Tammy Lynn Michaels: ‘I Want Mayor Pete to Be President! I’m From Indiana, Man! Get Up There and Represent!’
The ‘L Word’ actor tells Tim Teeman: ‘There is nothing I can say that would in any way reflect how deeply grateful I am to those brothers and sisters of ours at Stonewall in 1969.’
In this special series, LGBT celebrities and public figures talk to Tim Teeman about the Stonewall Riots and their legacy—see more here.
Tammy Lynn Michaels is an actor (The L Word, Popular, and soon Heartstrings on Netflix).
How and when did you first hear about the Stonewall Riots, and what did you make of them?
I first heard about them from my first girlfriend in New York City. I always liked older ladies: delicious, with a little life under their belts. I had just turned 20 and was dating someone in their 30s. She had grown up in Brooklyn and dealt with an Italian family unhappy she had decided to be a butch lesbian.
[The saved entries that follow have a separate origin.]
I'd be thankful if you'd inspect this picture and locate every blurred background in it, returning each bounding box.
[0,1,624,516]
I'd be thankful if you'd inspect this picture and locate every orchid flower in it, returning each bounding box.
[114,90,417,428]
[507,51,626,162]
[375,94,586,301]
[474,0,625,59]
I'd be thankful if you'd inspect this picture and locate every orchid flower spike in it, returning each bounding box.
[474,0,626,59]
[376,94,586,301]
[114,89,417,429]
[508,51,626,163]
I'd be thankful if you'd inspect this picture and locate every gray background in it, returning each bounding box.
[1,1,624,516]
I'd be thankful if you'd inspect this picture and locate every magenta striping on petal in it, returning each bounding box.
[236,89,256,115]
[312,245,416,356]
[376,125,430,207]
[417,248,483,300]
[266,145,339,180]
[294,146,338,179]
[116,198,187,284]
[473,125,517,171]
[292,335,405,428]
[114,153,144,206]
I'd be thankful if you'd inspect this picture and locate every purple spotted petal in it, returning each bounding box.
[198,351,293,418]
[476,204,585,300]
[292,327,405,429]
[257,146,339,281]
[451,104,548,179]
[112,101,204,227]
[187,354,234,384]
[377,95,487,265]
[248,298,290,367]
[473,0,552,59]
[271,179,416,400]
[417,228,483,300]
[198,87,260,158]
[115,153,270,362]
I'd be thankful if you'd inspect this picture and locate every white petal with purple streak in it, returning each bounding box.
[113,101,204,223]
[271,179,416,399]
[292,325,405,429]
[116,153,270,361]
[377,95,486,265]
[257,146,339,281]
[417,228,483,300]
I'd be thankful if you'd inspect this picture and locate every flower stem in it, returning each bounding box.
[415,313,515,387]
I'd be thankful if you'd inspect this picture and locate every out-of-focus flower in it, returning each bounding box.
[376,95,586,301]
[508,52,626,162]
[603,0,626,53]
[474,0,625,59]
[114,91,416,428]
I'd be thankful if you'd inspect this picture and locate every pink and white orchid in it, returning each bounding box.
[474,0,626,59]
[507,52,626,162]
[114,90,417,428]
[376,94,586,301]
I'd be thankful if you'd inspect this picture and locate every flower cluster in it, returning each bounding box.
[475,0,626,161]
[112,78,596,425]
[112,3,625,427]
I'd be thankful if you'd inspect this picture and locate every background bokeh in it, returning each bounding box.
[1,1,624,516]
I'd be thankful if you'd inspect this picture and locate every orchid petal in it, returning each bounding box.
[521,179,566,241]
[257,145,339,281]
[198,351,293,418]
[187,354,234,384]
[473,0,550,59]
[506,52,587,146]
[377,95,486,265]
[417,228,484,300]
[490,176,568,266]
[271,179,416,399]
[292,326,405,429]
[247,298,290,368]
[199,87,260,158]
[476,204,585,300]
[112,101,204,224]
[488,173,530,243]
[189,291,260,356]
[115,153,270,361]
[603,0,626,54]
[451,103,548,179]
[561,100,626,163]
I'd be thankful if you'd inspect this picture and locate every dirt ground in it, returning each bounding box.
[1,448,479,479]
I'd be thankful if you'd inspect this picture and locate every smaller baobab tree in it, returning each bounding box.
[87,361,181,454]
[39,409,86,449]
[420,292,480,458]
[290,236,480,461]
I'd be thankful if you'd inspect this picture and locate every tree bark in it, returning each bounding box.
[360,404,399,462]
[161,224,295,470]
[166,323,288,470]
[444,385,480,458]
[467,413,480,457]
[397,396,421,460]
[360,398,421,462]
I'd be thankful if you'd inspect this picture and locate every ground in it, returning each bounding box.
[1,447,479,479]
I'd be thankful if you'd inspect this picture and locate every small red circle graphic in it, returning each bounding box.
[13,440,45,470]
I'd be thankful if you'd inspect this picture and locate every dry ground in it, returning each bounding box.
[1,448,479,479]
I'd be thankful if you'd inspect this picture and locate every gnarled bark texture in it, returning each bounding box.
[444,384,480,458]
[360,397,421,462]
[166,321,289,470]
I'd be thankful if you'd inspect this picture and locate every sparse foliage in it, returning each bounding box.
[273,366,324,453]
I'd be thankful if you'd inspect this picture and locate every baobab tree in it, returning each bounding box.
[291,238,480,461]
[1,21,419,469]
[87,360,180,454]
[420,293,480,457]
We were in Greenwich Village and walked past the Stonewall, and she said, “Have you ever heard of the Stonewall?” I was like, “What?” I was blown away by it. She didn’t tell me the whole thing. As time went by, I put my ears out and figured out what the whole story was. I was a spoiled baby queer who hadn’t even been born when the riots happened, and I had been benefiting from it in ways paved for us to live peacefully.
It’s unfortunate, and kind of poignant, that I didn’t feel the same suppression and oppression those people of the Stonewall generation had felt. That I hadn’t had been because of them. I don’t think I fully appreciated what they had done for our community until my mid- to late 20s.
When I first hit my 20s, graduating from childhood, I thought I knew everything. I was floating along on ego. At high school, laws for same-sex unions were being proposed in Colorado. People were fighting about it. I was juvenile in my response: “What’s the big deal?” I saw the reactions of our society and felt incredibly insulted and offended.
That’s when I looked into the history of what it was like when I could have been arrested for wearing boxers under my jeans. That was when I first got interested in our beautiful ancestors and what they had gone through to get us to where we were.
When I got into a relationship and had stepkids [with Melissa Etheridge, with whom she later had twins] I became more curious about how the wider world looked at and judged gays, queers, and trans people.
I had to become “mom,” to explain this to tiny little kids. I educated myself because I wanted to be a good parent. In all likelihood I was not raising gay kids, although I would support whatever sexuality they were. I looked up our history to be a good role model for the younger ones.
What is the significance of the riots for you now?
They were our first brave solders who took on a war they didn’t ask for. They had to fight to live, and I am living the benefits of that today. My life is so much more because of what our brothers and sisters did in 1969.
They just wanted to dance while wearing mascara, or in men’s suits, and they were called to duty and that night people didn’t back down. They came out in their droves, and we continue to. A protest march gave birth to the Pride parade. There is nothing I can say that would in any way reflect how deeply grateful I am to those brothers and sisters of ours at Stonewall in 1969.
How far have LGBT people come since 1969?
We used to get arrested for wearing one or two articles of opposite sex-assigned clothing. Now we have visible and brilliant trans people speaking out. We’re so out loud. I don’t think younger generations know much we have fought and how far we have come.
It feels like we took 10 steps forward in 1969, then Reagan set us back eight steps. In the late ’90s there were gay characters on TV, Rosie O’Donnell. People got much more comfortable with it. More LGBT people are out now. Trump has set us so far back, and helped give a voice to so many narrow-minded, uneducated bigots. And it is a scary time. My kids ask me, “Why do people have a problem with it?”
Within the agony of this president I still hear the young generation asking, “What’s the big deal?” If we can get through this ring of fire we call Trump, it’s going to be another 10 steps forward. Right now, we’re being stepped on, degraded, and dismissed. So many of our trans friends and family are getting kicked right now. The rest of us have to show up.
Wherever you fall in the LGBTQ rainbow, we have to show our numbers, if for no other reason than to let our other queer family members know they have our support and are not alone—just as the Stonewall demonstrators did.
What would you like to see, LGBT-wise, in the next 50 years?
I want a gay guy from Indiana, Mayor Pete, to be president! I’m from Indiana, man, are you kidding me? Get up there and represent. I’m so ashamed of Mike Pence. Pete is brilliant: self-deprecating, funny, intelligent, a Rhodes scholar.
I would love to see political platforms get away from beating up on minorities. That’s where politics has come to. Nothing binds people like having a common enemy, such as a minority. What we do in our bedrooms nothing to do with how we could run the world. We need more out-LGBT people in politics. I think we’re ready for it.